No se pudo arreglar aquello. Don Faustino tuvo que dar su nombre, sus dos apellidos, su dirección y todas las noticias que el guardia le pedía, mientras la señora de la Sociedad Protectora de Animales y Plantas atendía al interrogatorio e intervenía en él directamente azuzando al municipal. Acabó amenazando al guardia con decírselo a Federico (Federico era el alcalde) si no se llevaba a aquel sujeto (esto lo decía silabeando). Don Faustino pidió permiso para llevarse la golondrina, y aunque la señora se opuso pretextando que se la podía comer, el guardia, por llevarle la contraria, accedió. Don Faustino sacó un periódico, envolvió el cadáver y marchó como una centella hacia su casa. La señora se quedó discutiendo con el señor guardia.
Cuando don Faustino llegó a su casa, los canarios, desde sus jaulas, le saludaron con sus mejores escalas. Entró desesperado, derribó unos sobrecillos de simientes, pisó al gato que salía a recibirle y a recibir las caricias habituales, se quitó el abrigo y el sombrero, tirándolos de inmediato sobre un cajón lleno de polvo decimonónico, arrumbado en un rincón, y se sentó. Don Faustino se sentó a meditar su venganza, a saborear la salsa que más estiman los dioses, según algunos.
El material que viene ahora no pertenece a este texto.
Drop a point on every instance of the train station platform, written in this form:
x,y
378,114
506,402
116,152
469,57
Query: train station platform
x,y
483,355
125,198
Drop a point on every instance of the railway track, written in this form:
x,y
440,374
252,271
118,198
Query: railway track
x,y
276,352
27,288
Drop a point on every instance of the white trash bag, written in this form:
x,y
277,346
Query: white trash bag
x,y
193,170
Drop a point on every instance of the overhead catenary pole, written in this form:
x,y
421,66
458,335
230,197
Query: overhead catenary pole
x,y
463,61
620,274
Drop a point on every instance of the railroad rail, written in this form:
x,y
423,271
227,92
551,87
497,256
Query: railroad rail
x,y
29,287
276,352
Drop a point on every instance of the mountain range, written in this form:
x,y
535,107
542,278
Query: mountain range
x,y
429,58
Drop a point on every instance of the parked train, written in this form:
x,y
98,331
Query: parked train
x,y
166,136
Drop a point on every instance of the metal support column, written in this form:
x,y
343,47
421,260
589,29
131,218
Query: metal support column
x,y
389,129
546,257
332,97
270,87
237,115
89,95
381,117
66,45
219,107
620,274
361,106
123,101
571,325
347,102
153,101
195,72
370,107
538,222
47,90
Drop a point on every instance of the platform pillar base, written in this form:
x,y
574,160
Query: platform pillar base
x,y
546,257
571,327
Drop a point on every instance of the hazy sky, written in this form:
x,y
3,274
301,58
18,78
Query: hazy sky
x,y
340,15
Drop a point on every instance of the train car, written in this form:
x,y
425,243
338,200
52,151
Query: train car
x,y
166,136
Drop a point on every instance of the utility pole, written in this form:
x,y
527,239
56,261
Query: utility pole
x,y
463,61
Y le vino a la cabeza como un torbellino, como un juego fantástico de miles y miles de gatos sosteniendo cuerpos horrorosamente mutilados entre las dagas enanitas de sus denticiones.
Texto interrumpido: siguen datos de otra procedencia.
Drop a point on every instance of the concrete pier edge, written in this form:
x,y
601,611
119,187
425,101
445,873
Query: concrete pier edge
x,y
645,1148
Don Faustino, en pijama, se puso a pelar la golondrina. La quitó previamente lo que él llamaba sus pantalones, con el adorno neoclásico de una sonrisa fija en los labios. Después le arrancó las plumas de las alas, lo que le daba a la golondrina cierto aire de locomotora en maniobras. Más tarde le quitó la cabeza, degollándola. Y la dejó enteramente desnuda y ridícula: la dejó cadáver.
El gato se le cruzaba entre las piernas dando maullidos jupiterianos. El gato se la zampó entre dengues, molesto de la dureza del volátil, molesto de que su dueño le criticara su comer con fuertes carcajadas.
Al día siguiente el gato tuvo suculento menú de canario, que le supo a gloria, y hasta se notó que a última hora de la tarde maullaba mejor y hasta tenían sus maullidos cierta gracia musical. Don Faustino se regocijaba de sus crímenes. Cuando llegaron los pelmazos de la tertulia les llevó la contraria en todo y por todo, no les ofreció la misteriosa picadura, puso discos en un olvidado gramófono y alborotó a la concurrencia con palabrotas. Cuando el municipal de las multas llegó a cobrarle el sábado a la mañana, don Faustino estaba enteramente transformado. A la tertulia del atardecer faltaron dos vejetes.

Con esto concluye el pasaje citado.